Under the hood: Custom Training Loop

mx.model.FeedForward is a convenience wrapper for training standard feed forward networks. What if the model you are working with is more complicated? With MXNet, you can easily control every aspect of training by writing your own training loop.

Neural network training typically has 3 steps: forward, backward (gradient), and update. With custom training loop, you can control the details in each step as while as insert complicated computations in between. You can also connect multiple networks together.


In [12]:
# ==================Binding=====================
# The symbol we created is only a graph description.
# To run it, we first need to allocate memory and create an executor by 'binding' it.
# In order to bind a symbol, we need at least two pieces of information: context and input shapes.
# Context specifies which device the executor runs on, e.g. cpu, GPU0, GPU1, etc.
# Input shapes define the executor's input array dimensions.
# MXNet then run automatic shape inference to determine the dimensions of intermediate and output arrays.

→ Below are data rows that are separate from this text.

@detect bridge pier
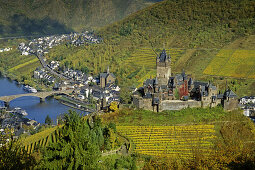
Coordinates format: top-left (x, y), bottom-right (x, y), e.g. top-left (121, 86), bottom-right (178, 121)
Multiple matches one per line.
top-left (4, 102), bottom-right (10, 109)
top-left (40, 98), bottom-right (45, 103)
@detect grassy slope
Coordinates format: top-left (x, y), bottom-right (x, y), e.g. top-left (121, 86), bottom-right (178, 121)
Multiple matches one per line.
top-left (102, 108), bottom-right (255, 163)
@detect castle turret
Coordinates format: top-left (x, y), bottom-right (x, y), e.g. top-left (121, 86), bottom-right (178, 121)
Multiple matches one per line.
top-left (156, 49), bottom-right (171, 86)
top-left (154, 77), bottom-right (159, 93)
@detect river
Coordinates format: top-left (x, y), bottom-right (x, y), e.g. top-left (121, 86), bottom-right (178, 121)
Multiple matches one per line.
top-left (0, 77), bottom-right (83, 123)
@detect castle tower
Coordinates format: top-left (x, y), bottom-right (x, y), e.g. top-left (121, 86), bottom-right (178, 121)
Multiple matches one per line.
top-left (156, 49), bottom-right (171, 86)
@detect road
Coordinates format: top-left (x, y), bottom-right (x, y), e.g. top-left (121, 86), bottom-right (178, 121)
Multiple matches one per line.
top-left (34, 53), bottom-right (71, 82)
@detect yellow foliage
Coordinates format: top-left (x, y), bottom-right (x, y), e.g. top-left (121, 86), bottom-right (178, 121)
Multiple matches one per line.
top-left (117, 125), bottom-right (215, 158)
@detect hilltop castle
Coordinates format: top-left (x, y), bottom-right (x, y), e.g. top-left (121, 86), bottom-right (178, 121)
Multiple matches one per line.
top-left (133, 49), bottom-right (238, 112)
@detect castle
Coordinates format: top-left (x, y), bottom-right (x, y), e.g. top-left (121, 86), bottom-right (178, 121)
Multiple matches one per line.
top-left (132, 49), bottom-right (238, 112)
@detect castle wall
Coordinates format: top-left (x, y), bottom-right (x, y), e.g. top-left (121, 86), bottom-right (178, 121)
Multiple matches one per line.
top-left (224, 99), bottom-right (238, 111)
top-left (157, 62), bottom-right (171, 85)
top-left (133, 96), bottom-right (153, 111)
top-left (160, 100), bottom-right (201, 111)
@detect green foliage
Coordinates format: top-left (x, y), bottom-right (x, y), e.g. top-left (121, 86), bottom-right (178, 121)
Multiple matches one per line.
top-left (120, 24), bottom-right (133, 36)
top-left (41, 111), bottom-right (100, 169)
top-left (109, 102), bottom-right (118, 112)
top-left (45, 115), bottom-right (52, 125)
top-left (0, 0), bottom-right (158, 36)
top-left (0, 137), bottom-right (36, 169)
top-left (103, 107), bottom-right (230, 126)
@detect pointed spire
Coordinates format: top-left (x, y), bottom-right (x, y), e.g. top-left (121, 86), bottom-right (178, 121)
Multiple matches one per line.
top-left (154, 77), bottom-right (158, 85)
top-left (107, 66), bottom-right (110, 74)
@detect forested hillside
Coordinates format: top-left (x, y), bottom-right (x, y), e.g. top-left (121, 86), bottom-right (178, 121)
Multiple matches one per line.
top-left (0, 0), bottom-right (160, 37)
top-left (42, 0), bottom-right (255, 95)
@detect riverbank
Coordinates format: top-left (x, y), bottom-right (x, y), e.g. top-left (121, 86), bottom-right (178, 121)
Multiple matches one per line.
top-left (54, 95), bottom-right (96, 112)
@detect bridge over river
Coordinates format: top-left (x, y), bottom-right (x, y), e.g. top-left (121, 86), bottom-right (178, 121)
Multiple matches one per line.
top-left (0, 89), bottom-right (73, 106)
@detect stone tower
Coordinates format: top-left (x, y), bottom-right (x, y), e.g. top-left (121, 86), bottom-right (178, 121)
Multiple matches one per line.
top-left (156, 49), bottom-right (171, 86)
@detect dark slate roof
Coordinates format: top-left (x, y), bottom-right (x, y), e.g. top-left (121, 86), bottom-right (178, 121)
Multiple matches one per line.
top-left (217, 94), bottom-right (223, 99)
top-left (144, 93), bottom-right (152, 98)
top-left (160, 85), bottom-right (167, 90)
top-left (100, 73), bottom-right (107, 78)
top-left (194, 81), bottom-right (208, 88)
top-left (153, 97), bottom-right (159, 104)
top-left (201, 86), bottom-right (208, 96)
top-left (144, 79), bottom-right (154, 86)
top-left (158, 49), bottom-right (168, 62)
top-left (209, 83), bottom-right (217, 90)
top-left (154, 77), bottom-right (158, 85)
top-left (224, 89), bottom-right (237, 98)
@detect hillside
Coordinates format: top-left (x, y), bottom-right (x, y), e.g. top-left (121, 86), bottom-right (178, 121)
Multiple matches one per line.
top-left (1, 0), bottom-right (255, 96)
top-left (42, 0), bottom-right (255, 95)
top-left (0, 0), bottom-right (161, 37)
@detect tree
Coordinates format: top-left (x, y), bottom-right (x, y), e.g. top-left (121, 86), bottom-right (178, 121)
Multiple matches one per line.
top-left (109, 102), bottom-right (119, 112)
top-left (120, 87), bottom-right (131, 104)
top-left (41, 111), bottom-right (100, 169)
top-left (45, 115), bottom-right (52, 125)
top-left (0, 130), bottom-right (36, 169)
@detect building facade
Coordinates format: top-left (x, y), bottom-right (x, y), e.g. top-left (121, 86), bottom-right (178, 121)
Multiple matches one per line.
top-left (132, 49), bottom-right (237, 112)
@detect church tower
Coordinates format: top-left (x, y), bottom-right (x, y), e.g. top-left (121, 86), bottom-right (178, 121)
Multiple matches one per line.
top-left (156, 49), bottom-right (171, 86)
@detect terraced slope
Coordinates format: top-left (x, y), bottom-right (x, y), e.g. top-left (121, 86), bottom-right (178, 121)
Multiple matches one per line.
top-left (22, 126), bottom-right (62, 153)
top-left (203, 49), bottom-right (255, 78)
top-left (117, 125), bottom-right (216, 158)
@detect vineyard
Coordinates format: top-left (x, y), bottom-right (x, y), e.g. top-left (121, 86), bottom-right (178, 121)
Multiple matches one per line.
top-left (117, 125), bottom-right (216, 158)
top-left (124, 48), bottom-right (184, 70)
top-left (203, 49), bottom-right (255, 78)
top-left (123, 48), bottom-right (184, 87)
top-left (22, 126), bottom-right (62, 153)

# data iterators defines shapes of its output with provide_data and provide_label property.
input_shapes = dict(train_iter.provide_data+train_iter.provide_label)
print 'input_shapes', input_shapes
# We use simple_bind to let MXNet allocate memory for us.
# You can also allocate memory youself and use bind to pass it to MXNet.
exe = mlp.simple_bind(ctx=mx.gpu(0), **input_shapes)

# ===============Initialization=================
# First we get handle to input arrays
arg_arrays = dict(zip(mlp.list_arguments(), exe.arg_arrays))
data = arg_arrays[train_iter.provide_data[0][0]]
label = arg_arrays[train_iter.provide_label[0][0]]

# We initialize the weights with uniform distribution on (-0.01, 0.01).
init = mx.init.Uniform(scale=0.01)
for name, arr in arg_arrays.items():
    if name not in input_shapes:
        init(name, arr)
    
# We also need to create an optimizer for updating weights
opt = mx.optimizer.SGD(
    learning_rate=0.1,
    momentum=0.9,
    wd=0.00001,
    rescale_grad=1.0/train_iter.batch_size)
updater = mx.optimizer.get_updater(opt)

# Finally we need a metric to print out training progress
metric = mx.metric.Accuracy()

# Training loop begines
for epoch in range(10):
    train_iter.reset()
    metric.reset()
    t = 0
    for batch in train_iter:
        # Copy data to executor input. Note the [:].
        data[:] = batch.data[0]
        label[:] = batch.label[0]
        
        # Forward
        exe.forward(is_train=True)
        
        # You perform operations on exe.outputs here if you need to.
        # For example, you can stack a CRF on top of a neural network.
        
        # Backward
        exe.backward()
        
        # Update
        for i, pair in enumerate(zip(exe.arg_arrays, exe.grad_arrays)):
            weight, grad = pair
            updater(i, grad, weight)
        metric.update(batch.label, exe.outputs)
        t += 1
        if t % 100 == 0:
            print 'epoch:', epoch, 'iter:', t, 'metric:', metric.get()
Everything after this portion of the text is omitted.